Helen and Gertha shook their heads and looked at Pansy as if she had lost her mind completely.

“No, Pansy,” said Gertha. “We don’t see.”

Pansy smiled again, more calm than anyone should be in such a storm. “This…” she pointed at the newly pissed off sky. “Is the chapter where we meet my mega villain.”

As if on cue, from the clouds a robed figure elevated down, mostly shielded by its smoky surroundings. As the figure reached the ground in front of the coffee shop across the street from them, the camouflage of the clouds began to lift, revealing a slender yet shapely being wearing a tea length green cocktail dress with saucer like shoulder pads.

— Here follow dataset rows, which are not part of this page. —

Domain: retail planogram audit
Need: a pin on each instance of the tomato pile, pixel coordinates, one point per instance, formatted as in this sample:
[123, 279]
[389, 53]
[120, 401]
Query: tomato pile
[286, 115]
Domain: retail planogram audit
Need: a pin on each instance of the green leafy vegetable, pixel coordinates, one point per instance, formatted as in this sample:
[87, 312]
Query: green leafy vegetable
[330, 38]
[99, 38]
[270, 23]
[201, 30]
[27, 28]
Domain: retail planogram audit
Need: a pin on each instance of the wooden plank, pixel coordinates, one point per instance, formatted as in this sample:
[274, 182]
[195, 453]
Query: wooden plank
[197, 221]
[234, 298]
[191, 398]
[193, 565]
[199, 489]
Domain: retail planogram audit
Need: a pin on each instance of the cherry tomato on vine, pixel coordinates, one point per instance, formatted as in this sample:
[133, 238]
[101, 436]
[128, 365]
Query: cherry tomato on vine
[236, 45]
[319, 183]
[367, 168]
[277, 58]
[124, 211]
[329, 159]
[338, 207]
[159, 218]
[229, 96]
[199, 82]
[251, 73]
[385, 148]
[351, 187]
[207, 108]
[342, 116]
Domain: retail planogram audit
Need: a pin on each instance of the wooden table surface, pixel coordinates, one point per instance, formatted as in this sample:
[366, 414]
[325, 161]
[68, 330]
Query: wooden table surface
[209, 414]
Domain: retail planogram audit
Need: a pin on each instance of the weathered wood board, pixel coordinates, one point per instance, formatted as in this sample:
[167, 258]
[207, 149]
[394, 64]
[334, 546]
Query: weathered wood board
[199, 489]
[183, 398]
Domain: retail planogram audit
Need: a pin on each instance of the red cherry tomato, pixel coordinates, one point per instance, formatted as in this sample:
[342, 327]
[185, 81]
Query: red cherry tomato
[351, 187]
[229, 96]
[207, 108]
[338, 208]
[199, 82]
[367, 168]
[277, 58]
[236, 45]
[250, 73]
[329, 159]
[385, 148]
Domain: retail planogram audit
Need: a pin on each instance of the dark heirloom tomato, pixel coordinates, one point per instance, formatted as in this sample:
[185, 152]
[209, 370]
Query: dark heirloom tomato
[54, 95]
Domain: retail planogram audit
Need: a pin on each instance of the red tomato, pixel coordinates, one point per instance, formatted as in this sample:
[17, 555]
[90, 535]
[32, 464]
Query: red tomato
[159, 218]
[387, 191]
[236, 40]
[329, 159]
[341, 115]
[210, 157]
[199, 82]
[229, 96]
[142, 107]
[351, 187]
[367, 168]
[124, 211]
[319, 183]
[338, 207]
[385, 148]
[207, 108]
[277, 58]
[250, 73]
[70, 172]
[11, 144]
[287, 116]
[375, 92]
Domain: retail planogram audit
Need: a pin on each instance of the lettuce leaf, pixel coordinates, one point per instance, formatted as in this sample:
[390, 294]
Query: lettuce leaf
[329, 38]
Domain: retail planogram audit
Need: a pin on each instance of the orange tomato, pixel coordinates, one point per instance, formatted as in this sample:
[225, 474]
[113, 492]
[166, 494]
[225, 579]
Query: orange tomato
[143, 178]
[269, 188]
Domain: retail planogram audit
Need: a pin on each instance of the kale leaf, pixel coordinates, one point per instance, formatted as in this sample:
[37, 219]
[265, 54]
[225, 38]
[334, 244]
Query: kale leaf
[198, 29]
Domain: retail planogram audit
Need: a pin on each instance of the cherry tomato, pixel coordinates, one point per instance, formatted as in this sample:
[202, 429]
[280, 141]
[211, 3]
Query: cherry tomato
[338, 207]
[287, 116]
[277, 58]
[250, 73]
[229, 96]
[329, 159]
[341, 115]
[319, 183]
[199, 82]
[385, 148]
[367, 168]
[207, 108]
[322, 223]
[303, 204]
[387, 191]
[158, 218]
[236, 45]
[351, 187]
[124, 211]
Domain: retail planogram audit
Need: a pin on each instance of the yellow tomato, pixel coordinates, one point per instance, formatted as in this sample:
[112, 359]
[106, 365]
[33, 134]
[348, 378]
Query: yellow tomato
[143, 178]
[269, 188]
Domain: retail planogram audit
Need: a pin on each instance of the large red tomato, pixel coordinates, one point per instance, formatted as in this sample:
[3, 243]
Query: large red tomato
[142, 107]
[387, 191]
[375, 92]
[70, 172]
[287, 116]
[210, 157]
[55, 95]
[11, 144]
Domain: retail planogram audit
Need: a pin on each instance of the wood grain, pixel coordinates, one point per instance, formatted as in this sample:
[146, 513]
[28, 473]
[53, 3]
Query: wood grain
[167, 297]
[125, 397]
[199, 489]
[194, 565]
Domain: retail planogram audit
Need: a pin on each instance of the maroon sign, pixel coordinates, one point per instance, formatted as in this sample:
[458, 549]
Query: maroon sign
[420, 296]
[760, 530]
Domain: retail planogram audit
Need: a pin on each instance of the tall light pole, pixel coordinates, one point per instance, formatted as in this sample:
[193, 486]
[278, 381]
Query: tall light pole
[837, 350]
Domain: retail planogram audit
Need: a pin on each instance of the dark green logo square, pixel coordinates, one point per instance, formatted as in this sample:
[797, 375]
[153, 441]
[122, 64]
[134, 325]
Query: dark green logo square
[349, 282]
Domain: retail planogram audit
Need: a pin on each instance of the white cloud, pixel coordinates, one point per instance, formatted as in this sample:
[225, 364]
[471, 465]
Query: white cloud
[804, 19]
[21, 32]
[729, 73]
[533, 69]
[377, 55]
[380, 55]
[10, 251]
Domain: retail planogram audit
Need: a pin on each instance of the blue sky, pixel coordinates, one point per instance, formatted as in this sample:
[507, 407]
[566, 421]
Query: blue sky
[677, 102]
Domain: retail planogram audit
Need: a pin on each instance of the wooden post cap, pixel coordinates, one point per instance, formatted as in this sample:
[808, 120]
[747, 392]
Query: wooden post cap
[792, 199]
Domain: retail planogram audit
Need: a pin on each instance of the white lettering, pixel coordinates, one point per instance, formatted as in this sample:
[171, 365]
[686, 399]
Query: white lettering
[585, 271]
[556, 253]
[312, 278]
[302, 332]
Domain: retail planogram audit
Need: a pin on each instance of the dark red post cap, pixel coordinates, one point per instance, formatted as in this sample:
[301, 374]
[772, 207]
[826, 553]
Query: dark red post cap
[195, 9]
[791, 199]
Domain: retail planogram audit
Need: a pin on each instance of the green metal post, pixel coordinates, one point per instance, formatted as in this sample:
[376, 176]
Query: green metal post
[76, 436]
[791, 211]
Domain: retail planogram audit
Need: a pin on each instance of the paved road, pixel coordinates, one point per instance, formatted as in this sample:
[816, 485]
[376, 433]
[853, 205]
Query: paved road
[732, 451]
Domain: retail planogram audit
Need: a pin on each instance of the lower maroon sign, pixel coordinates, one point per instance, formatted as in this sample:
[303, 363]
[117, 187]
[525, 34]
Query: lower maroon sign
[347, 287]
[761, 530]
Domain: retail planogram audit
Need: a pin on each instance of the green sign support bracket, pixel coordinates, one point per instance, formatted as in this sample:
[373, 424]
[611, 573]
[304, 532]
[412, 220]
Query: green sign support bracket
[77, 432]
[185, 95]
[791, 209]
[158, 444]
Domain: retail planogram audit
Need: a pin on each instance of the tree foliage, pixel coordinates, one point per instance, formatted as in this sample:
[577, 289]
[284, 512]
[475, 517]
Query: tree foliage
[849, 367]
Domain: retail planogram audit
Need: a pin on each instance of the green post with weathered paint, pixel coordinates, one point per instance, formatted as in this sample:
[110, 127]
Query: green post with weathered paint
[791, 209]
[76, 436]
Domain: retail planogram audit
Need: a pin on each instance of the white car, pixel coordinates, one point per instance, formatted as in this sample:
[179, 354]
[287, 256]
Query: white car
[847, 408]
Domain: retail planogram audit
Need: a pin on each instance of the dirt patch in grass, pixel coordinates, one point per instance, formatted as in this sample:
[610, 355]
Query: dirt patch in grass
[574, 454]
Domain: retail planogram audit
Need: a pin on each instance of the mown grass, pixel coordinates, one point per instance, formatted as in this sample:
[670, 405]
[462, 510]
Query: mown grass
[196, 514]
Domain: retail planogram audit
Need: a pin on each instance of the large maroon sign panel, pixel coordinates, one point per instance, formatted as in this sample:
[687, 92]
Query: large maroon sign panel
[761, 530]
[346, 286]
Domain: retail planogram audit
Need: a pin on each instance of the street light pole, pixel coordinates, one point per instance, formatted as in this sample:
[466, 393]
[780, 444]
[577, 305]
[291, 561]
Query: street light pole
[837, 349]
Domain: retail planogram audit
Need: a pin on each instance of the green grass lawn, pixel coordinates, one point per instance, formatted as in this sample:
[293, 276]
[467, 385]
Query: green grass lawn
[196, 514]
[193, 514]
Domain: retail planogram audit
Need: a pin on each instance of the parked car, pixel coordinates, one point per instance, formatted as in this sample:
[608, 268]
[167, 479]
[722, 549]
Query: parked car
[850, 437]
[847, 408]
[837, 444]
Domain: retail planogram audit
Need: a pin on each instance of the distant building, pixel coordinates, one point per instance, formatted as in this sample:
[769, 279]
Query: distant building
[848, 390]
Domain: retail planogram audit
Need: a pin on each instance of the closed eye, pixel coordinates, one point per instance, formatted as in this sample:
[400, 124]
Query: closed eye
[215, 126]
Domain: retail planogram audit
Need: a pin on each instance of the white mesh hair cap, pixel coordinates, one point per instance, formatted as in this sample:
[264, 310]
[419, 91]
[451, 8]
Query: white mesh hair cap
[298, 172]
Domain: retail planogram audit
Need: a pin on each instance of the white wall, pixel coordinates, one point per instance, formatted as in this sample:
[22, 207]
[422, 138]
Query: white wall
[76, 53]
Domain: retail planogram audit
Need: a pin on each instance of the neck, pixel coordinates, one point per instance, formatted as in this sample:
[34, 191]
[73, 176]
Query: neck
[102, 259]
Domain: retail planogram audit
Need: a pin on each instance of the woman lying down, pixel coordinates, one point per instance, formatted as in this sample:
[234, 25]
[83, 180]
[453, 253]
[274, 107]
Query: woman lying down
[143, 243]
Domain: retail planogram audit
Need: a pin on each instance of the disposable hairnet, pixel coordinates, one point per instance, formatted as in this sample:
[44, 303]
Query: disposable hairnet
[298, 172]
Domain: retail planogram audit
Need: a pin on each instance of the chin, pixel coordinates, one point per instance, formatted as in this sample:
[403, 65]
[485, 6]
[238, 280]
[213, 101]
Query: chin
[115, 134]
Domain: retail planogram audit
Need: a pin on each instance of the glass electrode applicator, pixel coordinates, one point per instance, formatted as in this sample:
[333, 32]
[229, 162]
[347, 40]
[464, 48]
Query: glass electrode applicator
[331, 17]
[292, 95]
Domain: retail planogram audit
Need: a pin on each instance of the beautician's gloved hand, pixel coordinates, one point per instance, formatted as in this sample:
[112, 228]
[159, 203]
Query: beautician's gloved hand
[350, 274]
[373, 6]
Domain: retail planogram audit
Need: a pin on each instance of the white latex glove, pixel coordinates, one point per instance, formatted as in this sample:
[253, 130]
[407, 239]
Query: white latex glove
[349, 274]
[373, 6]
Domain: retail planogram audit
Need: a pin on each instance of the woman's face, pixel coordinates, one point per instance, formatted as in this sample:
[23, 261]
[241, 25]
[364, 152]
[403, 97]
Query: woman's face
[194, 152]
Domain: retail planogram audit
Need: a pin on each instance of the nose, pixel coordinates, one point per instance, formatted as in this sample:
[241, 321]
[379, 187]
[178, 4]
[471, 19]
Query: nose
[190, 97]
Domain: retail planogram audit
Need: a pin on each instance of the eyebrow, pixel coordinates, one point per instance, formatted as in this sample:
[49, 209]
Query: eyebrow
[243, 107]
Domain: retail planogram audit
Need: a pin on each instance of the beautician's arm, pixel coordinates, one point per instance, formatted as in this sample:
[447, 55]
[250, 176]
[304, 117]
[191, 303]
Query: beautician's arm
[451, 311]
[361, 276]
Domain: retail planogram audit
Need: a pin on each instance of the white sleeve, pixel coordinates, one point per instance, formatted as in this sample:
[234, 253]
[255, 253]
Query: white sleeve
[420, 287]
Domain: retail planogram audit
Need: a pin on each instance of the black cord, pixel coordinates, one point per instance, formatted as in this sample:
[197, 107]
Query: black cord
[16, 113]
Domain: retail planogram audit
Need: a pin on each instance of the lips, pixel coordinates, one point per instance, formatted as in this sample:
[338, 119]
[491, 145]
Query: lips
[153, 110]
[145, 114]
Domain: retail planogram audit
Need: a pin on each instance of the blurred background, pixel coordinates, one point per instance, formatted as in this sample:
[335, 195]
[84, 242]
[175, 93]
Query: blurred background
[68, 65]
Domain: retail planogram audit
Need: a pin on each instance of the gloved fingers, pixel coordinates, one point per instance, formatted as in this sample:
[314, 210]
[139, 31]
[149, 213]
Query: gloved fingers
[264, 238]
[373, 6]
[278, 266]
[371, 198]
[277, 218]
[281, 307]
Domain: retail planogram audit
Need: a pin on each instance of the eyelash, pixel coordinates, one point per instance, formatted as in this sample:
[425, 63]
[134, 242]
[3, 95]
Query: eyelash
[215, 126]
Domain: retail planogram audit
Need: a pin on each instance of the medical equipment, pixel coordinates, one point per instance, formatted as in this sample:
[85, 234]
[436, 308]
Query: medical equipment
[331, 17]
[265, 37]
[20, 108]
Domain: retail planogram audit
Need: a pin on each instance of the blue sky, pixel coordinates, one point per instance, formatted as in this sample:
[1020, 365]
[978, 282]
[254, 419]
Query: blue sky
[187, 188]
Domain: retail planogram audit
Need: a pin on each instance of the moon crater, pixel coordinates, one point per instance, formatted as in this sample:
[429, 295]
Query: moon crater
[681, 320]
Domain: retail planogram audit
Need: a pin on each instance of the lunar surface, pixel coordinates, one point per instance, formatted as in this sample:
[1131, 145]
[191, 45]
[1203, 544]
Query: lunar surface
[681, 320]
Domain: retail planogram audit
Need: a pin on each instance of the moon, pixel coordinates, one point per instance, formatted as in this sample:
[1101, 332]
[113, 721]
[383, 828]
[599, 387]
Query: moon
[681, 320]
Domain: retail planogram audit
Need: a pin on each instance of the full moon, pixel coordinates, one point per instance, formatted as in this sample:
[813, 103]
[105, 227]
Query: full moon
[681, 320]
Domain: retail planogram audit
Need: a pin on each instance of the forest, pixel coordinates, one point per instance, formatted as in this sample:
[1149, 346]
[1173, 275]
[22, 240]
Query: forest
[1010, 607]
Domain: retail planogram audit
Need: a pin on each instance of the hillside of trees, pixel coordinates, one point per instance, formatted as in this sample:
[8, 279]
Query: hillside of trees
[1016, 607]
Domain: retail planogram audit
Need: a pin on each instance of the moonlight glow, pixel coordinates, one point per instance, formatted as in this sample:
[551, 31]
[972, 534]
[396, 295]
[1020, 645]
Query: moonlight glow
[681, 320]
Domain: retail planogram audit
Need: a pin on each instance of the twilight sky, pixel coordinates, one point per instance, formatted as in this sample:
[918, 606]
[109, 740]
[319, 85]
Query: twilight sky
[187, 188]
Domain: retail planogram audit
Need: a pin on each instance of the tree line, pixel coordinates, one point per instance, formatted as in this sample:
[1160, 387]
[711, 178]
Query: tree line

Its slick hair shone so dark it reflected flashes of lightning, while its bare shoulders revealed the svelte collar bone of a yogi and the elegant, long neck of a print model. A steady stream of smoke rose from its slim cigarette. It reminded Pansy of a black mamba snake, beautiful in its deadliness. Untouchable and unlovable, but the pesky human instinct to envy the most beautiful among us still persisted inside of Pansy. That moment of longing to have such a stunning body. To command a room like she used to, before baby, and husband unworthy, and front desk positions.

“How dare your mega villain be a woman?” asked Gertha. “I thought Nana gave us men to fight and men only. I didn’t sign up for this.”

“Of course it’s a woman,” Pansy said, still hanging on to her calmness but just barely. “Men are easy. Simplistic, stupid villains. A woman to rule them all, even over the dark side, that’s more realistic.”

“Huh,” was all Gertha could say in response.

“But my goodness, y’all,” said Helen aghast. “The devil is fucking fabulous.”